Although everything was happy and friendly, Pidge was wondering about the abyss and how they could cross it; and while Brigit fooled with the young ones, he looked at the huge silver web and at the web that was the safety-net and he pondered on them.
‘Spider’s web is very strong, isn’t it?’ he asked Mawleogs after a while.
‘Strong! It’s an engineer’s dream or so I heard one of your people saying once. For its weight, it’s remarkable, I believe.’
‘Would it be possible to make a bridge out of it?’
Mawleogs took the pipe from his mouth and laid it down. He brought a paper and pencil out of his waistcoat pockets and did some sums.
‘It would; but it wouldn’t be done before morning.’
‘Even so,’ Pidge said, ‘it could b
e done even if it took longer.’
‘Say we could spin enough of it,’ Mawleogs said kindly and gently, ‘we could never be sure of the air-currents for a lift off. I stood three weeks at that place one time waiting to get across.’
‘Oh,’ Pidge said, very disappointed. ‘Somehow, when I saw the web, I was full sure that was the way you could help us.’
‘I’m sorry,’ Mawleogs said. ‘We’ll keep you for the night at any rate. It isn’t safe at all for you to be outside in the dark.’
On the fire the great black pot bubbled merrily, lifting its hat politely at intervals due to the influence of steam. Anastasia got a big fork and took the lid off entirely and the steam rose in clouds taking the smell of potatoes on a broad journey around the cave.
‘The spuds are done,’ she said; and with four arms she lugged the pot off the fire and strained the potatoes though a potato basket, and then put them back in the pot and set it near the fire for them to dry off nicely. All of the kids ran and got saucers with big lumps of butter on them and handed them round, giving the ones with the biggest lumps to Brigit and Pidge. They ran again and fetched plates and knives and forks. Anastasia tumbled the floury, yellow potatoes out onto large platters and then gave everyone a mug of fresh milk. They dived in, spearing potatoes on their forks, peeling them and smearing them with butter. They shook a little salt on and started eating; they were delicious.

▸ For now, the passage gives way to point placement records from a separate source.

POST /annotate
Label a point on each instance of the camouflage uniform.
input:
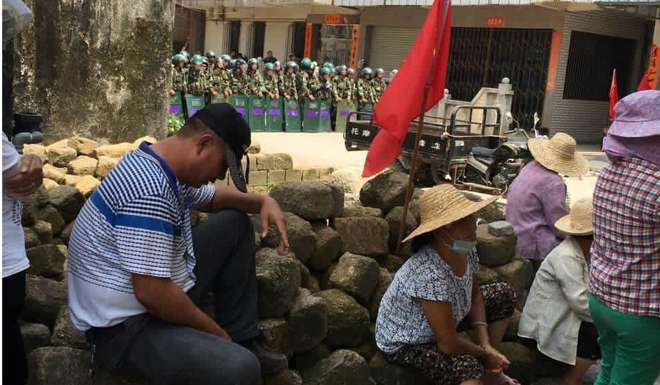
(288, 86)
(378, 86)
(198, 82)
(238, 83)
(271, 85)
(179, 79)
(365, 91)
(255, 84)
(342, 88)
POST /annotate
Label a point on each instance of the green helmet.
(306, 64)
(197, 59)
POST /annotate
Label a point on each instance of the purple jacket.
(536, 200)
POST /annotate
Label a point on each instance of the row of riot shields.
(275, 115)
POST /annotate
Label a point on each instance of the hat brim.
(579, 166)
(451, 217)
(235, 169)
(565, 226)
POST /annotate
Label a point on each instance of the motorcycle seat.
(483, 152)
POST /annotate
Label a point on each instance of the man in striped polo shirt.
(137, 269)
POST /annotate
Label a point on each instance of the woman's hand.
(495, 361)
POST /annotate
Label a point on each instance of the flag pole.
(413, 168)
(420, 127)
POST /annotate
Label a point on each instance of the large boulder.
(44, 231)
(309, 358)
(309, 200)
(59, 154)
(329, 246)
(361, 211)
(364, 235)
(302, 239)
(51, 215)
(522, 360)
(65, 334)
(285, 377)
(343, 367)
(308, 321)
(114, 150)
(393, 219)
(43, 299)
(278, 279)
(384, 280)
(386, 373)
(59, 365)
(83, 145)
(348, 321)
(54, 173)
(47, 261)
(68, 200)
(275, 332)
(519, 273)
(34, 336)
(356, 275)
(105, 165)
(385, 191)
(495, 250)
(83, 165)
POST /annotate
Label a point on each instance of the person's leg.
(225, 249)
(500, 301)
(14, 363)
(177, 355)
(637, 350)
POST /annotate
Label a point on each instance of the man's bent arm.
(166, 301)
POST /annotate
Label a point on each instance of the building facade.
(559, 55)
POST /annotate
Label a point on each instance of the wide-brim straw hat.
(558, 154)
(579, 221)
(444, 204)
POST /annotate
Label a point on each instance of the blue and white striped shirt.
(136, 222)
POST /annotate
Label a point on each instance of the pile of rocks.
(317, 305)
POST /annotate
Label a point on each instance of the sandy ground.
(310, 150)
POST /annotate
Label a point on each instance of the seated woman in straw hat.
(556, 314)
(537, 197)
(434, 296)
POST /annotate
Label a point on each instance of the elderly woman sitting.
(434, 296)
(556, 314)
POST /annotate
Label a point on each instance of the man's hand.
(29, 178)
(495, 361)
(272, 213)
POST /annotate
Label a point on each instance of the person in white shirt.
(556, 315)
(21, 176)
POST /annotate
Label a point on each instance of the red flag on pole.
(425, 65)
(614, 95)
(650, 77)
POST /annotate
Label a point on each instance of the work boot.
(271, 362)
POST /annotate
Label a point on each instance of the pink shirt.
(536, 200)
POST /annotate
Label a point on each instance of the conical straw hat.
(579, 220)
(442, 205)
(558, 154)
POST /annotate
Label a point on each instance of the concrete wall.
(585, 119)
(277, 40)
(98, 68)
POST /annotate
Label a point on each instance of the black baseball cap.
(229, 125)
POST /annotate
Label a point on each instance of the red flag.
(614, 95)
(649, 79)
(426, 63)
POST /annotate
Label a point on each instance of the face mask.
(463, 247)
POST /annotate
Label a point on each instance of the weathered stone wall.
(97, 67)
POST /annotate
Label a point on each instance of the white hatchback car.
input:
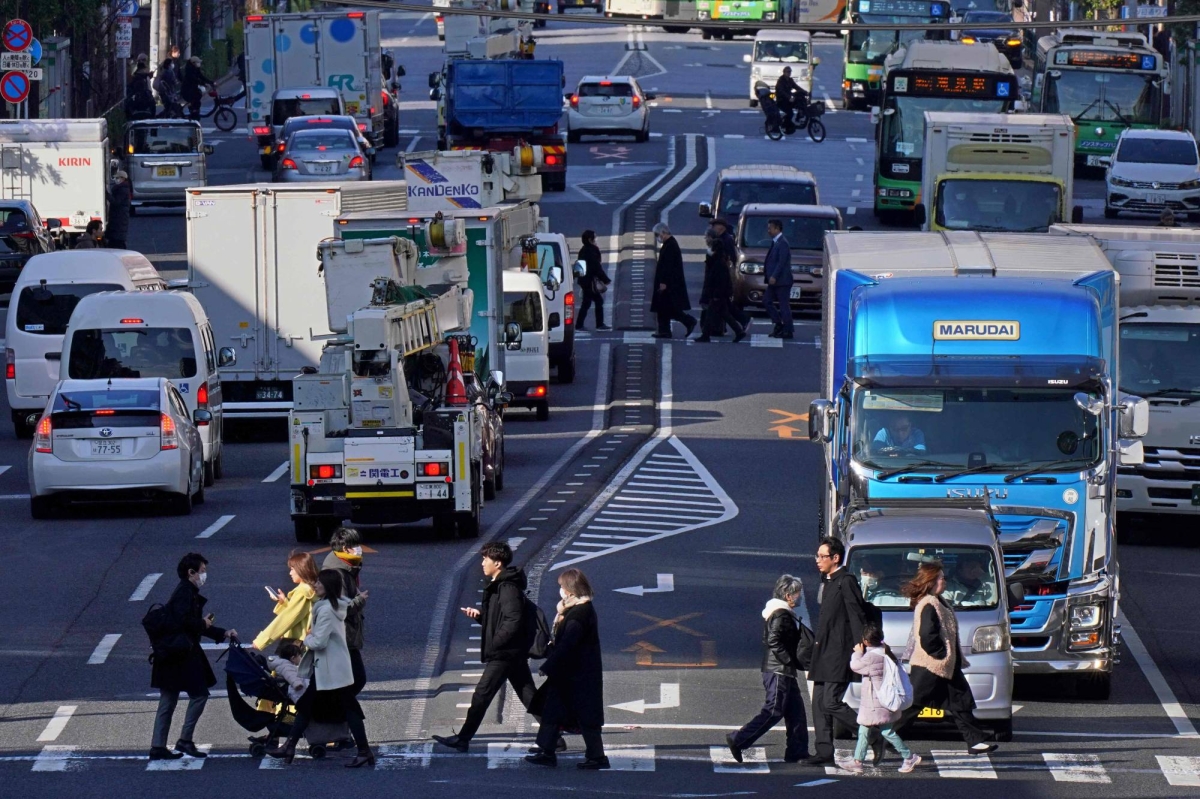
(1152, 170)
(117, 440)
(609, 104)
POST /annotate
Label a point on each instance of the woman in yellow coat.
(293, 610)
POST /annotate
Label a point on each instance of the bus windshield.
(1127, 97)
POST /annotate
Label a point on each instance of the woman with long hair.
(937, 679)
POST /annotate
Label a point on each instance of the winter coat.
(191, 672)
(669, 271)
(870, 666)
(780, 636)
(328, 658)
(839, 629)
(574, 689)
(502, 616)
(292, 617)
(349, 589)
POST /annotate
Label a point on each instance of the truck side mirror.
(821, 421)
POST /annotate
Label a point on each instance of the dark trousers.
(496, 673)
(827, 708)
(784, 702)
(778, 302)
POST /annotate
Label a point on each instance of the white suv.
(1152, 170)
(609, 104)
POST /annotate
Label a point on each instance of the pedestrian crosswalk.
(671, 492)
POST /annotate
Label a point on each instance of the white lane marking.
(959, 764)
(754, 761)
(106, 646)
(144, 587)
(1075, 768)
(1171, 706)
(211, 529)
(58, 724)
(279, 473)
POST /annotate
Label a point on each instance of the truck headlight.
(990, 638)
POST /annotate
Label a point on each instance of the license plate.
(432, 491)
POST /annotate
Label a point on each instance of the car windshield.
(1138, 150)
(1161, 360)
(904, 132)
(1013, 205)
(738, 193)
(166, 139)
(525, 308)
(123, 353)
(46, 310)
(957, 428)
(784, 52)
(799, 232)
(1126, 97)
(882, 571)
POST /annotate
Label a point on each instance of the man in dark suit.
(839, 628)
(670, 301)
(778, 274)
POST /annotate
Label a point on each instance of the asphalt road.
(669, 467)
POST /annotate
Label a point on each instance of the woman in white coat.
(328, 662)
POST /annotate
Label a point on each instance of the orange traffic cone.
(456, 390)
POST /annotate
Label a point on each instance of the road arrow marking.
(669, 697)
(666, 584)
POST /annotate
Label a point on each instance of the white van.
(527, 360)
(775, 49)
(46, 293)
(166, 334)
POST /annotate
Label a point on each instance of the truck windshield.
(957, 428)
(1126, 97)
(1161, 360)
(145, 352)
(1013, 205)
(971, 581)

‘Peel me a ’pud,’ a little voice said to Brigit and she looked down at the littlest spider of the lot; his little face was so small that it was hardly there at all; and he blushed up at her. She peeled the potato proudly and broke it on the young spider’s plate. She ate some of her own.
‘Why aren’t we eating flies for supper?’ she asked conversationally.
‘Oh, Brigit,’ Pidge said.
There was a surprised silence for a little while.
‘Would you have liked flies for your supper, dear?’ Anastasia asked anxiously.
‘No. Indeed I wouldn’t.’
‘Well, that’s what we thought so that’s why we didn’t get any,’ Mawleogs said simply.